Facet joint denervation: How to do it?Selection processing
The following criteria should be noted prior to the procedure: history of back pain surgery, description and radiation of pain, mean duration of pain, pain intensity on a numerical pain scale (0–10). Despite the lack of specificity, a physical examination should be performed. Prior imaging studies should be analysed and red flags should be ruled out.
As physical and neurologic examination do not identify symptomatic FJs, and structural findings of FJ osteoarthritis on imaging are not predictive of FJ pain origin, FJs targeted for blocks are chosen based on a combination of clinical and imaging data. Indeed, FJ level can be deduced by comparing the patient’s pain to FJ pain referral maps, T2WI MRI hyperintensity, gadolinium enhancement or increased uptake on SPECT, which may help to identify painful joints.
This procedure can be done under fluoroscopic or CT guidance. Our practice is to use CT guidance and medial branch block. The patient is placed in prone position. An initial, non-enhanced planning CT is performed from the subsequent level in order to determine target and the safest needle pathways. The skin entry point is marked, and a local skin scrub is performed. Needle progression (22G) is performed on axial view under CT guidance (oblique view in case of fluoroscopic guidance) until the needle tip artefact is located at the defined target (at the same level and the level above). The tip of the needle should be placed in the angle formed by the transverse process and at the neck of the medial aspect of the superior articular process in case of L1–4 level or midway between the upper end and middle of the ala of the sacrum at L5–1 level. Diluted iodinated contrast is injected (1 mL) in order to control accurate needle positioning. A mixture of fast and slow acting anesthetic (1 mL mixture of lidocaine hydrochloride 1%, and of ropivacaine hydrochloride 2 mg/mL). Patients are then asked to report pain relief in the following 12 h, both by self-reported improvement (percentage of pain decrease) and VAS score.

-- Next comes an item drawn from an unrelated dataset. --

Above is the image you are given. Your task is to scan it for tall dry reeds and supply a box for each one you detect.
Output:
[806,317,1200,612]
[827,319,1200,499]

As with block tests, this procedure can be done under fluoroscopic or CT guidance. A 22G cannula (RFA) or a 12G insertion cannula (cryoneurolysis) is inserted as previously described (Fig. 11). The stimulation mode is the crucial step: a sensitive stimulation (frequency 50-100 Hz) is first performed, which should produce a tingling sensation in the painful area. Motor stimulation (frequency 2-5 Hz) is then performed and should not provoke leg muscle contraction. Caution is necessary in the case of sedation, as the stimulation threshold is biased by the neuroleptanalgesia. In the case of RFA, one to three cycles (90 s) between 70 and 90 °C may be performed, with slight needle repositioning between each cycle. Local anesthesia may be needed in case of pain during the heating process. A steroid injection may be added to avoid secondary neuritis. In the case of cryoneurolysis local anesthesia is generally not necessary. One to two cycles may performed.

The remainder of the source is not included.